Searching for exotic scalars at fusion reactors
Chaja Baruch, Patrick J. Fitzpatrick, Tony Menzo, Yotam Soreq, Sokratis Trifinopoulos, Jure Zupan
TL;DR
This work proposes using high-neutron-flux fusion reactors to produce weakly coupled light spin-0 particles (a scalar φ and a pseudoscalar a) via exotic nuclear transitions and neutron interactions within breeding blankets. It develops two benchmark models with explicit couplings to photons, nucleons, and electrons, and derives production mechanisms through resonant neutron capture and NDA-based processes, followed by detection via deuteron dissociation in a SNO-like detector.
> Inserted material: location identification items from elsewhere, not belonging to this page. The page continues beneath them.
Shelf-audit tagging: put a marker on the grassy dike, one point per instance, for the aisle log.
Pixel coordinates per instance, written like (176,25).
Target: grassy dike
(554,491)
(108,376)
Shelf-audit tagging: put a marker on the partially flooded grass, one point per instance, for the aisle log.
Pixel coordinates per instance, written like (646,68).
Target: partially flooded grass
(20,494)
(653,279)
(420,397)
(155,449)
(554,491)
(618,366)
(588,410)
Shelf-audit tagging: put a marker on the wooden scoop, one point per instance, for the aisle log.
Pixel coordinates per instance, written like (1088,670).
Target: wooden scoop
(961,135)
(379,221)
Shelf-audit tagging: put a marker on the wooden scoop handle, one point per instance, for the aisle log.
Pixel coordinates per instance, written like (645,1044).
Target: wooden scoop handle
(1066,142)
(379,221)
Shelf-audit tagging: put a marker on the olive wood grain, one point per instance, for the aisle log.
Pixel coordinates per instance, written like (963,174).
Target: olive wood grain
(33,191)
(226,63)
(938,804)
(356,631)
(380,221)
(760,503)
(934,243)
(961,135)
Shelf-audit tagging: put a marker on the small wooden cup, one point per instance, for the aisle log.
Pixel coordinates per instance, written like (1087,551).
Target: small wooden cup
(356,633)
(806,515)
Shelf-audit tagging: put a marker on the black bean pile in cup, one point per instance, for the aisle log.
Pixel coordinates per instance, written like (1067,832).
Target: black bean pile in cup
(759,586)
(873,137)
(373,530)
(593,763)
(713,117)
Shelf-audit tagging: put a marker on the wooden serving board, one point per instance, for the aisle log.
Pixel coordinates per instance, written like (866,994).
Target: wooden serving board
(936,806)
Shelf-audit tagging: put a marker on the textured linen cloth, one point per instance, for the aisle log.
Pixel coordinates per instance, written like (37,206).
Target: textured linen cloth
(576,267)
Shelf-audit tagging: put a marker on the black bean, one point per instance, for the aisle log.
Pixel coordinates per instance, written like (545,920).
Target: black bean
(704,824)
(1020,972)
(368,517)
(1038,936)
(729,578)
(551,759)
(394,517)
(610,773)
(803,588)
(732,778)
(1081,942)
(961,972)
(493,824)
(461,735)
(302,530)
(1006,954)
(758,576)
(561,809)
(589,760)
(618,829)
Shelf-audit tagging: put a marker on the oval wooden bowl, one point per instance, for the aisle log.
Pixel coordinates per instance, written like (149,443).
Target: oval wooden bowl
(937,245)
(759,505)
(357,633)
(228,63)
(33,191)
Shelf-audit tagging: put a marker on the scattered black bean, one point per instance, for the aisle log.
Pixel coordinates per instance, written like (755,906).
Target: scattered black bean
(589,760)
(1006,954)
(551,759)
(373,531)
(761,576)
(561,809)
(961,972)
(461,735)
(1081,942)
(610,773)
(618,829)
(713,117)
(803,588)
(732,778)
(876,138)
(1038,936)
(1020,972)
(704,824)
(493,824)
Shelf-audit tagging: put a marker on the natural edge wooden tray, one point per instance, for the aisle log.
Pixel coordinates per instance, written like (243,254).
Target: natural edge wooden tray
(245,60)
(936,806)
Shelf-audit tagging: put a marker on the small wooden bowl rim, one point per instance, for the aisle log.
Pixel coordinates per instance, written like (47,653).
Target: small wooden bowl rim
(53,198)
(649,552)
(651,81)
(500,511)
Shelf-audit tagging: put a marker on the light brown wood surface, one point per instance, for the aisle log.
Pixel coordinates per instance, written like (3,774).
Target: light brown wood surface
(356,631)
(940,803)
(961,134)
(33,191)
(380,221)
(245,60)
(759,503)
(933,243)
The study provides conservative flux estimates, includes realistic reactor materials and neutron spectra, and shows that Year-long reactor-based searches can set leading constraints on dark scalar and pseudoscalar nucleon couplings, often surpassing bounds from SNO, SN1987A, and kaon decays in relevant parameter regions. It also discusses complementary methods such as magnetic conversion and outlines practical considerations for reactor design and experimental implementation. Overall, fusion reactors emerge as promising laboratories for exploring MeV-scale light NP with potential substantial impact on beyond-Standard-Model searches.
Abstract
The energy created in deuterium-tritium fusion reactors originates from a high-intensity neutron flux interacting with the reactor's inner walls. The neutron flux can also be used to produce a self-sustaining reaction by lining the walls with lithium-rich `breeding blankets', in which a fraction of neutrons interacts with lithium, creating the tritium fuel. The high-intensity neutron flux can also result in the production of dark sector particles, feebly interacting light scalars or pseudoscalars, via nuclear transitions within the breeding blanket. We estimate the potential size of such dark sector flux outside the reactor, taking into account all current constraints, and consider possible detection methods at current and future thermonuclear fusion reactors. As a by-product, we also recast the SNO axion bound for a CP even scalar. We find that year-long searches at current and future reactors can set leading constraints on dark scalar -- and dark pseudoscalar -- nucleon couplings.